I have a large dataset where I needed to do some string manipulation (I know strings are immutable). The Replace()
function in the strings
package does exactly what I need, except I need it to search in reverse.
Say I have this string: AA-BB-CC-DD-EE
Run this script:
package main
import (
"fmt"
"strings"
)
func main() {
fmt.Println(strings.Replace("AA-BB-CC-DD-EE", "-", "", 1))
}
It outputs: AABB-CC-DD-EE
What I need is: AA-BBCCDDEE
, where the first instance of the search key is found, and the rest discarded.
Splitting the string, inserting the dash, and joining it back together works. But, I'm thinking there is a more performant way to achieve this.
String slices!
in := "AA-BB-CC-DD-EE"
afterDash := strings.Index(in, "-") + 1
fmt.Println(in[:afterDash] + strings.Replace(in[afterDash:], "-", "", -1))
(might require some tweaking to get the behavior you want in the case that the input has no dashes).
This can be another solution
package main
import (
"strings"
"fmt"
)
func Reverse(s string) string {
n := len(s)
runes := make([]rune, n)
for _, rune := range s {
n--
runes[n] = rune
}
return string(runes[n:])
}
func main() {
S := "AA-BB-CC-DD-EE"
S = Reverse(strings.Replace(Reverse(S), "-", "", strings.Count(S, "-")-1))
fmt.Println(S)
}
Another solution:
package main
import (
"fmt"
"strings"
)
func main() {
S := strings.Replace("AA-BB-CC-DD-EE", "-", "*", 1)
S = strings.Replace(S, "-", "", -1)
fmt.Println(strings.Replace( S, "*", "-", 1))
}
This was a fun question to answer. While the solutions offered work neatly, splitting and replacing, to say nothing of calling Replace 3 times doesn't seem likely to be performant.
The answer? Don't reinvent the wheel, the go standard library has already almost solved this problem with Replace(), let's tweak it. I stumbled a bit over how the API of our new function should work, finally settling on leaving the signature unchanged, but deciding on minimal change from strings.Replace:
func ReplaceAfter(s,old,new string,skip int) string
The variable skip
replaces n
to clarify what it does since the caller will specify how many instances of old
to skip replacing. skip==0
is defined as replacing every instance and skip==-1
is defined as replacing no instances.
From here there were really only a few bits of the function that needed changing.

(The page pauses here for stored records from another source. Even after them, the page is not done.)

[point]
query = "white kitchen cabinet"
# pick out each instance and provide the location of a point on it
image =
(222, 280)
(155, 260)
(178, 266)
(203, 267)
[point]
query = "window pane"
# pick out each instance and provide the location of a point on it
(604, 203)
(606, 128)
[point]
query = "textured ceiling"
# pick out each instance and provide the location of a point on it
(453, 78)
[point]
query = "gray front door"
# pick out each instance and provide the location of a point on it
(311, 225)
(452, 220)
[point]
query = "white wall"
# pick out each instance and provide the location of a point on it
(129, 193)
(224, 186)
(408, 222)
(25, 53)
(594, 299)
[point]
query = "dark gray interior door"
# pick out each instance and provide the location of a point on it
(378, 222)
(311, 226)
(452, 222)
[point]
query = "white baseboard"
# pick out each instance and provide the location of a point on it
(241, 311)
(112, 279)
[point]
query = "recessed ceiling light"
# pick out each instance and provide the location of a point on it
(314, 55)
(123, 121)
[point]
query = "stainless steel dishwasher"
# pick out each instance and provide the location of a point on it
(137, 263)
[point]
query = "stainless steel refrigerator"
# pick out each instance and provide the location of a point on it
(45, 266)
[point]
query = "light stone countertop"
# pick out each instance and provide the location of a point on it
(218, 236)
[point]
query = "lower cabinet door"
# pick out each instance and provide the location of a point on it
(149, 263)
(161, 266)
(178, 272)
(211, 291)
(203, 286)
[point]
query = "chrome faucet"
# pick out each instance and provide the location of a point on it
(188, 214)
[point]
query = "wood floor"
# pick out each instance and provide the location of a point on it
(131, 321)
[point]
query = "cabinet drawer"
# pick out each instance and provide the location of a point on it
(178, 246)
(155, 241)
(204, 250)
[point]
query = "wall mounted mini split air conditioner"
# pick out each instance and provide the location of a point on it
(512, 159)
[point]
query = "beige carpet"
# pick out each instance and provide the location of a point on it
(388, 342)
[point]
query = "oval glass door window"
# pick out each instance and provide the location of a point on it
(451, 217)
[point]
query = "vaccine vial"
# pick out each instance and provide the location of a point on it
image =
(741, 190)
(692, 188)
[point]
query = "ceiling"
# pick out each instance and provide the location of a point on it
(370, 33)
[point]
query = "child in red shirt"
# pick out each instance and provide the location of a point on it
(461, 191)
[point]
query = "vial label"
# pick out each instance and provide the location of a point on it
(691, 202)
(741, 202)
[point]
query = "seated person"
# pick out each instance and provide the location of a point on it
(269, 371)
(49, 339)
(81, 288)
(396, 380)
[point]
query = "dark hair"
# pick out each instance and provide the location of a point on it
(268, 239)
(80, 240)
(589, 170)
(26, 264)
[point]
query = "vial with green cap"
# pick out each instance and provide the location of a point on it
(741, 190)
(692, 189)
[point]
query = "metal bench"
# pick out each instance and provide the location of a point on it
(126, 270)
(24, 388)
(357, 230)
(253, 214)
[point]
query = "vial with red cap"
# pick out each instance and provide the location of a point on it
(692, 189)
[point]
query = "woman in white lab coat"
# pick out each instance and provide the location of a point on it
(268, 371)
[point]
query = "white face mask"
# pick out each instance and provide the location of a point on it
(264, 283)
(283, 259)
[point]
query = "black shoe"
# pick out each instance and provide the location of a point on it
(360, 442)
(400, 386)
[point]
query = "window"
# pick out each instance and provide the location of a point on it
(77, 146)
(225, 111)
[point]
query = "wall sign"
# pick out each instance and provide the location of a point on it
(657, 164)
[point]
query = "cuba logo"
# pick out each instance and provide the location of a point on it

func ReplaceAfter(s, old, new string, skip int) string {
if old == new || skip == -1 { // changed
return s // avoid allocation
}
// Compute number of replacements.
m := strings.Count(s, old)
if m == 0 || m < skip { // changed
return s // avoid allocation
} // changed (removed else if)
// Apply replacements to buffer.
n := m - skip // changed, n means the same thing but is calculated
t := make([]byte, len(s)+n*(len(new)-len(old))) // longer buffer
w := 0
start := 0
for i := 0; i < m; i++ {
j := start
if len(old) == 0 {
if i > 0 {
_, wid := utf8.DecodeRuneInString(s[start:])
j += wid
}
} else {
j += strings.Index(s[start:], old)
}
if i >= skip { // changed, replace
w += copy(t[w:], s[start:j])
w += copy(t[w:], new)
} else { // changed, skip ahead
w += copy(t[w:], s[start:j+len(old)])
}
start = j + len(old)
}
w += copy(t[w:], s[start:])
return string(t[0:w])
}
Here's a playground link with a working demo. If you're interested, I also copied and adapted the relevant Test functions from go/src/strings/, to make sure that the function as written behaved itself predictably.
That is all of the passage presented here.